Литературная борьба десятых, двадцатых, семидесятых — не кончена; литературный поиск не прерывается. Ничего, кроме литературы, по большому счету не имеет смысла, потому что ничего больше не остается. Роман «Спокойной ночи» — памятник не только напряженной, иногда мучительной, всегда интересной жизни двух смелых и преданных друг другу, исключительно одаренных людей. Это памятник всей русской литературной борьбе, непрекращающемуся поединку таланта и косности, веры и запрета, таланта и трусости.
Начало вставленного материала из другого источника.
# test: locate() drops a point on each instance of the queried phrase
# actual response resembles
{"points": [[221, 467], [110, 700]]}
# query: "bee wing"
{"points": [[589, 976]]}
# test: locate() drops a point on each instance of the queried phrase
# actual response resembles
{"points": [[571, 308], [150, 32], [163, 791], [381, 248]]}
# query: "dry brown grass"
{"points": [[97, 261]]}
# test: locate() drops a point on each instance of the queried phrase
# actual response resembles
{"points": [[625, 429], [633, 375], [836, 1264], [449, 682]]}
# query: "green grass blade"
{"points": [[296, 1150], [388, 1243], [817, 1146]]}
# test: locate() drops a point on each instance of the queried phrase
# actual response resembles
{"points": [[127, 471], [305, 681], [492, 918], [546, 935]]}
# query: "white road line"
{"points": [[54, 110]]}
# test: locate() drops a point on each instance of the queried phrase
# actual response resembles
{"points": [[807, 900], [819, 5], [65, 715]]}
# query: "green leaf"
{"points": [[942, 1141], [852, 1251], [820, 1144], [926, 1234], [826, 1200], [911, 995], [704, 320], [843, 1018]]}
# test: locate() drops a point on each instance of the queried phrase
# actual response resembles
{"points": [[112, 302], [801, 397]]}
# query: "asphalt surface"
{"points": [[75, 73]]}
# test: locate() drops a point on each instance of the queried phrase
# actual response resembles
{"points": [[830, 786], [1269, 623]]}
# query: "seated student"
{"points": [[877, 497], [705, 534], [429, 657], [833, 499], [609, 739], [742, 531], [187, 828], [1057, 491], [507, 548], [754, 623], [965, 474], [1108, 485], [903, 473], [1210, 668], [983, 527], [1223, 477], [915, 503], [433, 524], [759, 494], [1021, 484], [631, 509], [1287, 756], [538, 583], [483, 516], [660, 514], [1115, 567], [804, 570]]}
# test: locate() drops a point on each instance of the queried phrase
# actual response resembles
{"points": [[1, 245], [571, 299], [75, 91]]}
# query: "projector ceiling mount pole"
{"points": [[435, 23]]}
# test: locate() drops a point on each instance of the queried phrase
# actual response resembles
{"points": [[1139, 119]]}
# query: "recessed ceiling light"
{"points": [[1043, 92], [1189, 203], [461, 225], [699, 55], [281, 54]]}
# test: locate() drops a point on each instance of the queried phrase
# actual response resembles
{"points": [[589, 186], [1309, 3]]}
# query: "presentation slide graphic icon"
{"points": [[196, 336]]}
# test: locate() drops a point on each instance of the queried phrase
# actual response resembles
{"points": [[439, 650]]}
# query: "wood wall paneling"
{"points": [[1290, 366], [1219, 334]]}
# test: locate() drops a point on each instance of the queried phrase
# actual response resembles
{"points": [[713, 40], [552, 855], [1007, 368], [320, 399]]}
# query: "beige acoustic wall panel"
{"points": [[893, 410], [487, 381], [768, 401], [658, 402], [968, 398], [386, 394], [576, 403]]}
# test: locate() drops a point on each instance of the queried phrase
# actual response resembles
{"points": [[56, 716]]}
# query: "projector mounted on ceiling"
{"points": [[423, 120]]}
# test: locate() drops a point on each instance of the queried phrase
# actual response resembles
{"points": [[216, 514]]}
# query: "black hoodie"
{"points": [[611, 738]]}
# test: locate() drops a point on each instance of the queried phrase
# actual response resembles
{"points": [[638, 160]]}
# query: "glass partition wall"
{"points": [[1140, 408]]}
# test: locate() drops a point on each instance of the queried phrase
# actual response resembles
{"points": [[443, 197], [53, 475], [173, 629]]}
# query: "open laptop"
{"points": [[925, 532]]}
Это закономерный итог двух столетий русской литературы, и именно в контексте этой двухсотлетней борьбы следует воспринимать книгу одного из самых глубоких исследователей русской поэзии, фольклориста и сказочника, русейшего из русских — под вызывающим еврейским псевдонимом.
Синявский замысливал эту книгу как итог собственной жизни — и советского периода русской истории, поскольку вырождение советского проекта было в 1982 году очевидным. «Спокойной ночи» — это прощание с собственной жизнью и с Родиной, хотя автору оставалось еще 15 лет и после этого романа-завещания появился еще хулиганский, вовсе уж отвязанный «Кошкин дом», Синявскому казалось — и совершенно справедливо, — что нечто заканчивается бесповоротно.
Скоро, кажется мне, опыт Абрама Терца, его храбрость и метафора будут опять востребованы; истинное время Синявского при жизни так и не пришло, а публикации его книг в постсоветской России вызывали те же скандалы и ту же травлю, как в СССР. Он так и остался вечным преступником, виноватым во всем и за всех. Но, кажется, сегодня его преследователи окончательно выродились, а последователи многому научились и вряд ли повторят прежние ошибки.
Так что доброе утро, Андрей Донатович.
Нынешнему читателю проза Нагибина — особенно та, которую он печатал в семидесятые и первой половине восьмидесятых, — наверняка покажется моветонной, дурновкусной, пафосной, местами и неумной, особенно на фоне того, что тоже принадлежало к этой эпохе и выжило: Катаев, Трифонов, Аксенов, Искандер, Валерий Попов, даже и Георгий Семенов, пожалуй, — писали лучше. Перечитывая сегодня его рассказы времен так называемой зрелости, — «Пик удачи» или невыносимые биографические сочинения о Тютчеве, Рахманинове, протопопе Аввакуме, или даже «Терпение», о котором речь впереди, — сам я совершенно не понимаю, как всё это могло нравиться и широко обсуждаться — разве что на безрыбье, но толстожурнальное безрыбье было по нынешним временам весьма урожайным. Видимо, дело было в ином: да, проблемы со вкусом у Нагибина были, но их русский читатель особенно склонен прощать — за правду, или за темперамент, или за веяние какой-то другой жизни, какое ощущаешь при чтении. Что, у Грина всё хорошо со вкусом? Да он как раз и работал на сознательной схожести иных своих текстов с журнальной беллетристикой — чтобы подчеркнуть разницу: беллетрист бегает, а Грин вдруг взлетает.